Fight Like Apes - Whigfield Sextape

Fight Like Apes burst forth with a youthful explosion of noise. The opening track of ‘How Am I Supposed to Kill You if You Have All The Guns?’ is named after a leather jacket-clad character from ‘California Dreams’, after all. Lead single Lend Me Your Face, meanwhile, was as violent in its sonic assault as it was in its lyrical content.

 It was anti-love, anti-melody anti-pop. It was like nothing we’d heard before and it was fantastic. But that was in 2007, a long time ago in many ways.

Sadly for both the fans and the band, each step forward in their career since has been a step down from this peak; each subsequent release less interesting than the one that had preceded it. For people hoping that trend could be arrested, the break the band took – it’s been three and a half years since ‘The Body of Christ and the Legs of Tina Turner’ was released – could be viewed as a good thing.

It does seem like Fight Like Apes have taken the time to stand back and review exactly what they were doing. They needed to step away from their modus operandi and look at it afresh through new eyes. Unfortunately, the eyes of the four-piece – only MayKay and Pockets remain from the original line-up – are no longer the 21 year old eyes they were circa ‘How Am I Supposed to Kill You…’.

Fight Like Apes are in their late 20s and, as much as they try to hold that back, it comes out in their sound. MayKay croons and laments where once she was the purveyor of uncouth screams. “Playing a lady for today,” she sings on Crouching Bees, though we’re not sure the effects won’t be more long-lasting.

Whether or not the “Hey-aye-ey-aye-ey!” of the chorus is a subtle wink to the dirge that is Galway Girl, it seems endemic of a more mature, civilised Fight Like Apes. The tune is upbeat and enjoyable, but never really offers that punch of songs gone by.

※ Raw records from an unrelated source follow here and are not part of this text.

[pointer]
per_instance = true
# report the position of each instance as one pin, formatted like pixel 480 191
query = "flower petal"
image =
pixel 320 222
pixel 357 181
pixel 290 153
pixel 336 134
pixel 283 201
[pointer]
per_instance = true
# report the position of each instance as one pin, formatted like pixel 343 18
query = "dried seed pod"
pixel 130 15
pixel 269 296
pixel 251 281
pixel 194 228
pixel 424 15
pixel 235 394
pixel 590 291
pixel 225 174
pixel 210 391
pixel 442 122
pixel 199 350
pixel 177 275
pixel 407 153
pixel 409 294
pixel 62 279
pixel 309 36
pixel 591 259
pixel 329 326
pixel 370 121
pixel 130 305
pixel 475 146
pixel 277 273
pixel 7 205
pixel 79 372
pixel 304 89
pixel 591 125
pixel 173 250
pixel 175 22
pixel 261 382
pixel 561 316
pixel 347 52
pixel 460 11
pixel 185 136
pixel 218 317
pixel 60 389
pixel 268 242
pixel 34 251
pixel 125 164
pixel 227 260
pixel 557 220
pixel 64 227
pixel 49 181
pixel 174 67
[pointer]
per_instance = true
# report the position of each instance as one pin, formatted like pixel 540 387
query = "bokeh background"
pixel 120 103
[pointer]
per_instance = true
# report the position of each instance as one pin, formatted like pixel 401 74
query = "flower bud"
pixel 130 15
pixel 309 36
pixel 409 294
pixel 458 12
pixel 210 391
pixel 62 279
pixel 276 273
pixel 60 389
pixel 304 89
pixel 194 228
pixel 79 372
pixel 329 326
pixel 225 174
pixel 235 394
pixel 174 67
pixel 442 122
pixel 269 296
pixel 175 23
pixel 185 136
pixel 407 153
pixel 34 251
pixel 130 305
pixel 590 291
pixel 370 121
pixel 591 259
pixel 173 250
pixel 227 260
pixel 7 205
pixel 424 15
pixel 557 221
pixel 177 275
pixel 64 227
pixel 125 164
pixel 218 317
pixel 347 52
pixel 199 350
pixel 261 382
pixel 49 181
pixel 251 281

It seems like Fight Like Apes have railed against the aging process in terms of their lyrics. “We’ll make you records with knives and forks/We’re making tunes with spinal cords,” MayKay sings on bwah! . Their melodic tunes, however, betray this aesthetic.

The Hunk and The Fun Palace is the biggest throwback to what they’ve done before. Still, it sounds like a poor man’s Jake Summers. The chorus of “Roll over, play satisfied”, for example, just says nothing of any consequence.

Tyson has a catchy, wordless chorus. “Don’t leave this band, you’ll go insane”, as Pockets chants over the closing chords, mirrors McLusky’s “Our old singer is a sex criminal” from She Will Only Bring You Happiness; a song FLApes recently credited as an important factor in the formation of the band. It does serve as a good outro; a rare glimpse of colour in an EP of greys, but it only comes after 90% of the EP has already elapsed.

This is no hastily cobbled together collection – we’ve waited long enough for it anyway. It seems deliberated over, rehearsed and exacting. The problem is, that’s not what we want from Fight Like Apes.

Fight Like Apes no longer sound like brash, uncivilised louts. There is no immediacy in ‘Whigfield Sextape’, except perhaps the slight smirk its very title elicits. It’s decent electro-pop, but it’s oh-so generic and that’s one thing Fight Likes Apes never were before.